Ramona Lumsden finds a Melbourne artist who shares her love of horizons with a circle of fellow ceramists


If you ask ceramist and Craft Victoria member Sony to show you her ‘favourite piece’ she may well take you on a short tour of her Melbourne home and open a drawer here, point to a shelf there at one of her ‘happy accidents’. These beautiful pieces that never left Sony because of some minor flaw now fill her wonderfully expressive home. If you’re very lucky she will lead you out the back door, through a leafy garden to the door of her studio. Enter a magical world crammed with images, notebooks (Sony is an avid journal keeper, carefully documenting each firing) and works in progress. Here you get a unique window into the real practice of a working ceramist.

Since graduating from RMIT ceramics in 1978 Sony has been on a continual journey towards the refinement of her signature style. She is well known for her small beakers and bowls (she loves the idea of drinking from an exquisite vessel) as well much larger objects which are coil built and then inlayed and laminated with coloured porcelain and then polished to reveal a silky tactile surface.

No matter what the scale or purpose, be it decorative or useful, each piece is carefully considered and instantly recognisable as a Manning work.

Her technique is quite complex and requires long stretches in the studio when the creative juices are flowing. Sony goes some way in simplifying the process:

“Inlaying, and the way I do it, is basically a concept of layers. Layers of different clays, either white and icy or coloured with metals as they are in the earth. These are applied in slip form or a slice take through in cross section.” Sony sees the possibilities for this technique as endless, with each new block being utterly unique and often surprising.

Her love of the Bush, of the interior both literally and metaphorically, is clearly evident in her work. Sony is fascinated by horizons and it is a long distant one that is represented in the abstracted landscapes that cling to the outer rim of her vessels. These are not landscapes in the literal sense but are reduced to symbols that easily strike a chord of recognition in the viewer. The eucalypt greens, the slate greys, the creamy whites of a hot summer’s sky evoke both a sense of place and memory uniquely Australian in flavour but with a subtlety that begets Sony’s emotional connection to the land. She says, “going into the wilderness, into the mountains is a form of introspection”.
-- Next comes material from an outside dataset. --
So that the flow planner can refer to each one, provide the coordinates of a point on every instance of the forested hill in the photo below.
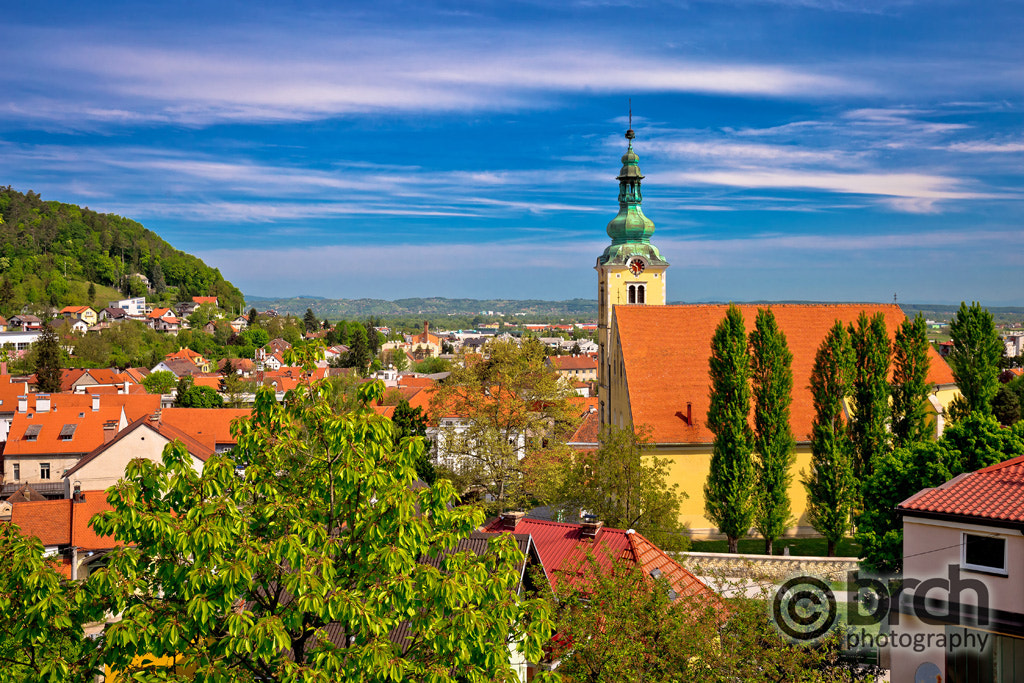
(51, 252)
She is currently experimenting with new translucent porcelains. This allows Sony to produce translucent work that reveals the inlaying technique, making their preciousness more apparent.

A small dog like creature appears in each Manning piece—this is her makers mark and it’s always a great pleasure to find it. The life of a ceramist can be a reclusive one. Sony often works from the early morning to well into the night. To combat this isolation, she is part of an informal group of makers who meet on a regular basis in each other studios to ‘talk shop’ and get not just support but constructive criticism from their peers. There is a real attempt at balancing the reclusive life of the artist with the camaraderie between fellow makers. It is no wonder Sony’s work, as does the work of so many Australian ceramists continues to excite and inspire followers of the medium.